Nigeria : le gouvernement face au défi de la relance économique
Le nouveau gouvernement du Nigeria, nommé après cinq mois de pouvoir solitaire du président Muhammadu Buhari, fait face à une montagne de défis pour relancer la première économie d’Afrique minée par sa dépendance au pétrole.
La chute des prix du brut – de plus de 100 dollars en juin 2014 à environ 45 dollars actuellement – a fait fondre les revenus du premier producteur du continent qui rencontre des problèmes pour financer les projets gouvernementaux ou les salaires des fonctionnaires.
Dans le même temps, le gouvernement doit lutter contre la rébellion islamiste de Boko Haram dans le nord-est du pays.
La situation « n’a jamais été aussi mauvaise », affirme le commentateur politique Olapade Agoro, par ailleurs opposant au gouvernement et ancien candidat à la présidence.
Mais Bismarck Rewane, du groupe de consultants Financial Derivatives basé à Lagos, souligne l’urgence d’agir pour rassurer les investisseurs. « Il faut s’y mettre vite, il n’y a plus de temps pour la rhétorique », assure-t-il à l’AFP, décrivant une situation économique « désespérée » avec une croissance de seulement 2,4%, un taux d’inflation qui atteint 8,4% et un pouvoir d’achat en baisse en raison de la chute du naira.
Le président Buhari s’étant arrogé le portefeuille clé du Pétrole, tous les regards sont braqués sur la nouvelle ministre des Finances, Kemi Adeosun, et son équipe de technocrates.
Mme Adeosun, ex-directrice générale de la banque d’investissement Chapel Hill Denham, a redressé les finances de l’Etat régional d’Ogun (sud-ouest), mais manque d’expérience au niveau national.
Selon des analystes, elle devra collaborer étroitement avec d’autres ministres importants comme Udo Udoma (Budget et Planification) et Okechukwu Enelamah (Industrie, commerce et investissements). Les experts saluent aussi la nomination d’autres technocrates comme Emmanuel Ibe Kachikwu, ancien haut responsable d’Exxon-Mobil Afrique, chargé de refondre la grande compagnie pétrolière publique NNPC notoirement gangrenée par la corruption.
Besoin de liquidités
Babatunde Fashola a également été nommé à la tête d’un « super-ministère » de l’Énergie, des travaux publics et du logement.
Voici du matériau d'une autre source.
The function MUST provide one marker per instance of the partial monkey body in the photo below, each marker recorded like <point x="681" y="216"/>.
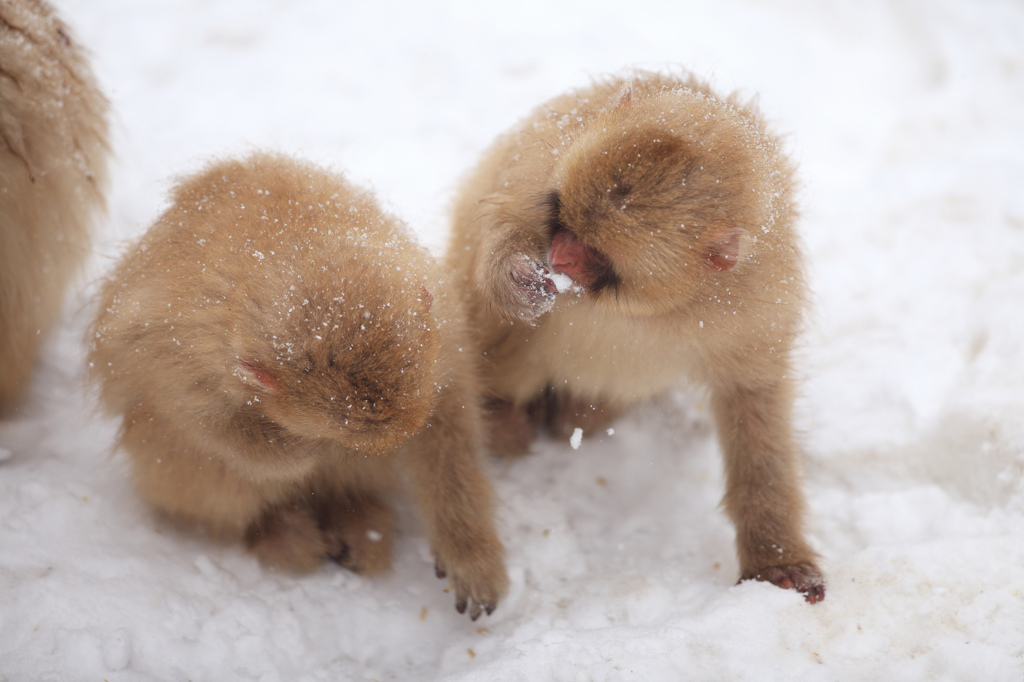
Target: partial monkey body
<point x="671" y="210"/>
<point x="53" y="155"/>
<point x="282" y="352"/>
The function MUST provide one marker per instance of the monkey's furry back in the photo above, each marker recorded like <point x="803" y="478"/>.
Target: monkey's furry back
<point x="52" y="177"/>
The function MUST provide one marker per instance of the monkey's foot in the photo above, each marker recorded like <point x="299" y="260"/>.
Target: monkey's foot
<point x="529" y="292"/>
<point x="479" y="581"/>
<point x="357" y="534"/>
<point x="804" y="578"/>
<point x="287" y="537"/>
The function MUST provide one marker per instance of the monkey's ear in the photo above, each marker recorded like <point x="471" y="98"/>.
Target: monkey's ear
<point x="253" y="374"/>
<point x="425" y="297"/>
<point x="625" y="94"/>
<point x="724" y="248"/>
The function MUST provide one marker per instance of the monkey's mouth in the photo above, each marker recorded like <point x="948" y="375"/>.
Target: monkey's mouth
<point x="587" y="267"/>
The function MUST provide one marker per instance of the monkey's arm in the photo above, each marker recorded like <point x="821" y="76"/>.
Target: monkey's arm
<point x="508" y="267"/>
<point x="763" y="495"/>
<point x="457" y="502"/>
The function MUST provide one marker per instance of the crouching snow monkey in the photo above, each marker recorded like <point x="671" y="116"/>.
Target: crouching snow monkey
<point x="53" y="154"/>
<point x="281" y="352"/>
<point x="670" y="210"/>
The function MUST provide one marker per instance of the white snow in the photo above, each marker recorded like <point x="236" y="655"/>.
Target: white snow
<point x="906" y="122"/>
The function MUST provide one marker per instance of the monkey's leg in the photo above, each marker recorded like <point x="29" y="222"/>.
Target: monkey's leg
<point x="457" y="503"/>
<point x="287" y="536"/>
<point x="763" y="495"/>
<point x="199" y="486"/>
<point x="356" y="528"/>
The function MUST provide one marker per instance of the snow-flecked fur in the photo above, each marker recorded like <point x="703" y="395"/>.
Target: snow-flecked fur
<point x="279" y="350"/>
<point x="53" y="158"/>
<point x="673" y="208"/>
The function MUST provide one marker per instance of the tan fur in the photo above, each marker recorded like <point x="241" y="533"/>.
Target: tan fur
<point x="672" y="208"/>
<point x="53" y="154"/>
<point x="282" y="351"/>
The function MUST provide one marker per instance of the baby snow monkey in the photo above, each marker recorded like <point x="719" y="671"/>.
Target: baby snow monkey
<point x="53" y="153"/>
<point x="281" y="351"/>
<point x="670" y="211"/>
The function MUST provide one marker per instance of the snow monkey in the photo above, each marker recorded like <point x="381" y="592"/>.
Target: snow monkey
<point x="671" y="211"/>
<point x="53" y="156"/>
<point x="281" y="352"/>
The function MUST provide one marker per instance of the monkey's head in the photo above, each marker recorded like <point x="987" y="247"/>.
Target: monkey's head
<point x="351" y="359"/>
<point x="645" y="210"/>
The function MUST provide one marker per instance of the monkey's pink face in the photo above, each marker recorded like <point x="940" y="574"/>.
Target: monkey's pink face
<point x="369" y="385"/>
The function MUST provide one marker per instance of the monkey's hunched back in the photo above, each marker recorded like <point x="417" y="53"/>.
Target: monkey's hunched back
<point x="52" y="177"/>
<point x="671" y="210"/>
<point x="278" y="348"/>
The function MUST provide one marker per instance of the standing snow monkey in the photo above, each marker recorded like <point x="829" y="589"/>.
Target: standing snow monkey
<point x="281" y="352"/>
<point x="53" y="158"/>
<point x="670" y="211"/>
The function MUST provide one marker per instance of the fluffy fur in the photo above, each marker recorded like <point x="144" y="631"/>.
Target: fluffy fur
<point x="53" y="154"/>
<point x="281" y="351"/>
<point x="671" y="210"/>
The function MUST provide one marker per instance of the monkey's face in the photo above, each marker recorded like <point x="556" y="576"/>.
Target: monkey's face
<point x="360" y="375"/>
<point x="640" y="216"/>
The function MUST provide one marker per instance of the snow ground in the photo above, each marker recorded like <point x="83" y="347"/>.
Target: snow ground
<point x="906" y="120"/>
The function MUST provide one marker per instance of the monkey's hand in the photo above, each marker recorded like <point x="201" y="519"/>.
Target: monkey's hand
<point x="523" y="291"/>
<point x="479" y="579"/>
<point x="804" y="578"/>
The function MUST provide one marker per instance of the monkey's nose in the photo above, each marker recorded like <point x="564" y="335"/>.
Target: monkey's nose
<point x="565" y="254"/>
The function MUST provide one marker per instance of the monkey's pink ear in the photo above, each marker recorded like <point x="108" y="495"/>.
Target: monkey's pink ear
<point x="625" y="94"/>
<point x="426" y="297"/>
<point x="253" y="374"/>
<point x="725" y="248"/>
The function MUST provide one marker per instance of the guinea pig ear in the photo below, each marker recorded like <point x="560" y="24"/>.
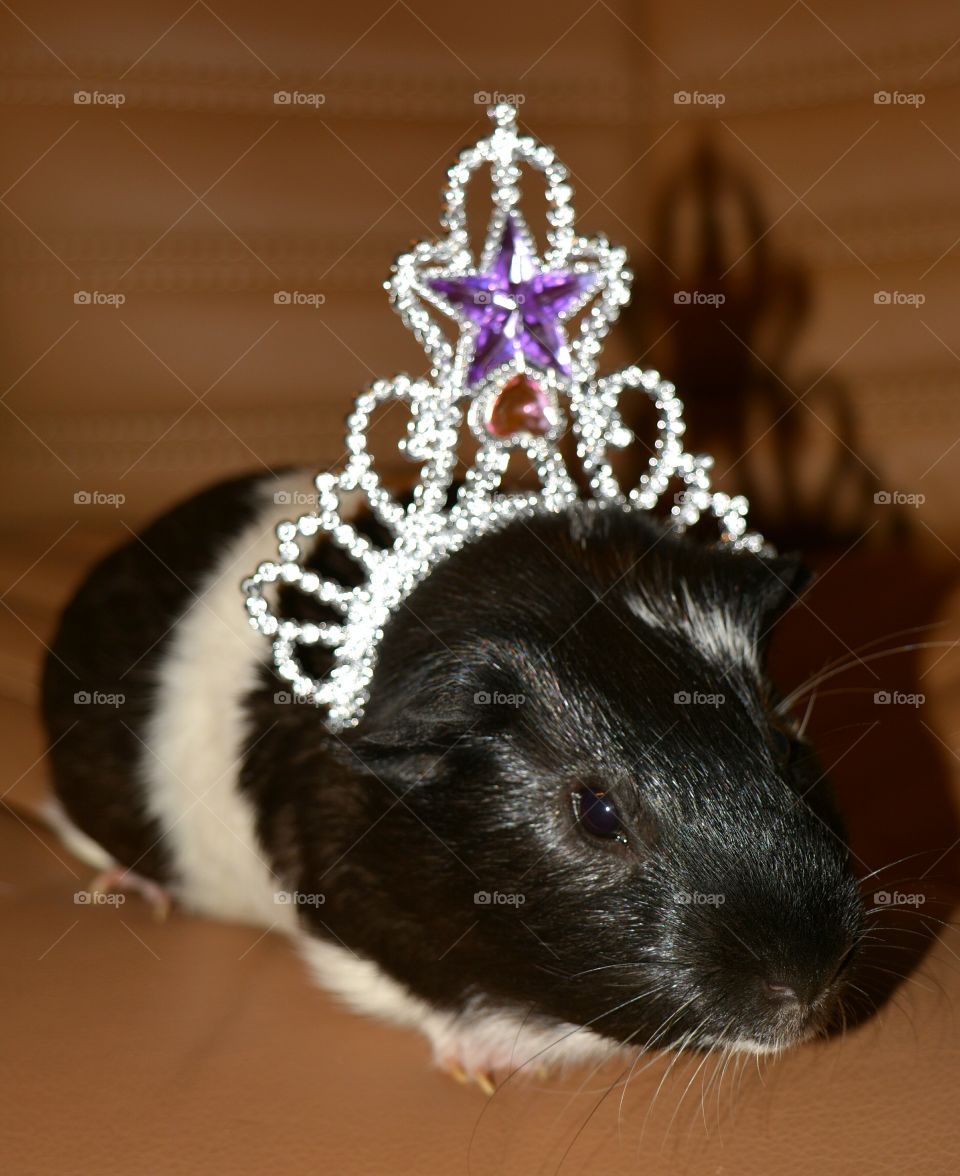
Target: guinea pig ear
<point x="435" y="714"/>
<point x="774" y="585"/>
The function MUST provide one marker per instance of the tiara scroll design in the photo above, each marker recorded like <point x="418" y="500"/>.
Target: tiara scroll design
<point x="521" y="374"/>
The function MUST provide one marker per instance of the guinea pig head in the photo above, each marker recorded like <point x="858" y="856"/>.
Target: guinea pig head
<point x="588" y="809"/>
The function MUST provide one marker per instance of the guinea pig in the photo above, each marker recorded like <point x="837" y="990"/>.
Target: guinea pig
<point x="571" y="823"/>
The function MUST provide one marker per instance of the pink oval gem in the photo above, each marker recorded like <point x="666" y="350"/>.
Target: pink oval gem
<point x="520" y="406"/>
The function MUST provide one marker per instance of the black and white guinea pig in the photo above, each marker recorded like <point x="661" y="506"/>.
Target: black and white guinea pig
<point x="570" y="823"/>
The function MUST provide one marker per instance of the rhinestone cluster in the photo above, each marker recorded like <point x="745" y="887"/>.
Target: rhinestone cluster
<point x="562" y="392"/>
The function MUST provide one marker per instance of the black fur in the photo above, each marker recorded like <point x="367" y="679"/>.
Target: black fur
<point x="437" y="796"/>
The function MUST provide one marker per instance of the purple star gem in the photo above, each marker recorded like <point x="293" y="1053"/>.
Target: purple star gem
<point x="518" y="309"/>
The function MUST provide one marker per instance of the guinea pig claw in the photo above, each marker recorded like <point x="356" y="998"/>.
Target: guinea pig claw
<point x="118" y="877"/>
<point x="457" y="1071"/>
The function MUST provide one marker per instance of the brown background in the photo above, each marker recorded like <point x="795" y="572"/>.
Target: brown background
<point x="799" y="199"/>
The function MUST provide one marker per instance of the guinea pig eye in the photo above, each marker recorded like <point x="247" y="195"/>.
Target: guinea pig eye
<point x="598" y="814"/>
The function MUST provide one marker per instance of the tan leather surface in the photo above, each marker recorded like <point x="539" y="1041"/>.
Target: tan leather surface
<point x="820" y="198"/>
<point x="192" y="1047"/>
<point x="130" y="1047"/>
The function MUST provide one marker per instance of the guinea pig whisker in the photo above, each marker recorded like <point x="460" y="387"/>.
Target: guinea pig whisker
<point x="802" y="728"/>
<point x="794" y="696"/>
<point x="645" y="1048"/>
<point x="684" y="1042"/>
<point x="870" y="645"/>
<point x="888" y="866"/>
<point x="693" y="1078"/>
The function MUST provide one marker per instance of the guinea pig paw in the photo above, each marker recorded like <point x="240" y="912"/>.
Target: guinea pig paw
<point x="119" y="877"/>
<point x="484" y="1078"/>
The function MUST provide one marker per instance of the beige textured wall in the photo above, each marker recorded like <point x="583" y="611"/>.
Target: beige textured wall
<point x="846" y="198"/>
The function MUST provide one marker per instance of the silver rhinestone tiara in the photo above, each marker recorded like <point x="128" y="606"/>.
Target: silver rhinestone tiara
<point x="520" y="382"/>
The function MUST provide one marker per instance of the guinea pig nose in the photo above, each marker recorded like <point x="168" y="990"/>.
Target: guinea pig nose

Ce poids lourd du parti de M. Buhari, le Congrès progressiste (APC), s’est illustré dans ces domaines quand il était gouverneur de l’Etat de Lagos, le plus performant du pays. Autre figure de l’APC, l’ex-gouverneur de l’Etat de Rivers, Rotimi Amaechi, est désormais ministre des Transports.
Mais le gouvernement a un énorme besoin de liquidités pour mener ses réformes et devra montrer rapidement des résultats.
Pour cela, il devrait se tourner vers la Bourse pour « financer les déficiences des infrastructures qui sont devenues un frein au développement », estime Sola Oni, de l’agence Sofunix Investment and Communications.
M. Oni prône aussi la fin de la dépendance au pétrole qui apporte 70% des recettes du gouvernement, qui doit également régler le problème récurrent des coupures de courant.
Les cinq mois passés sans gouvernement ont généré de l’incertitude parmi les investisseurs, alors que le Nigeria a connu une croissance annuelle de 7% entre 2005 et 2013.
L’attention se porte maintenant vers le prochain budget, qui doit être soumis au Parlement d’ici décembre.
La presse évoquait cette semaine une proposition de budget d’environ 8.000 milliards de nairas (40 mds USD, 37 mds EUR) pour 2016, le double de cette année.
Muda Yusuf, responsable à la Chambre de commerce de Lagos, espère que la nouvelle équipe enverra « des signaux cohérents, forts et positifs aux investisseurs » pour mener la croissance.
Il appelle la Banque centrale du Nigeria à mettre fin aux restrictions sur les devises étrangères, après la fermeture en juin du marché interbancaire aux importateurs pour certains produits.
Cette mesure avait pour but de conserver les réserves en dollars qui avaient fondu d’un quart en un an, et d’empêcher la chute de la valeur du naira en parallèle à celle du pétrole.
Le monnaie nationale a connu deux dévaluations en un an, passant de 155 nairas pour un dollar à 199 actuellement.
Pour M. Yusuf, le gouvernement doit s’allier au secteur privé pour relancer l’économie et parvenir à stopper l’envol de la dette et le poids de son remboursement qui devient « insupportable ».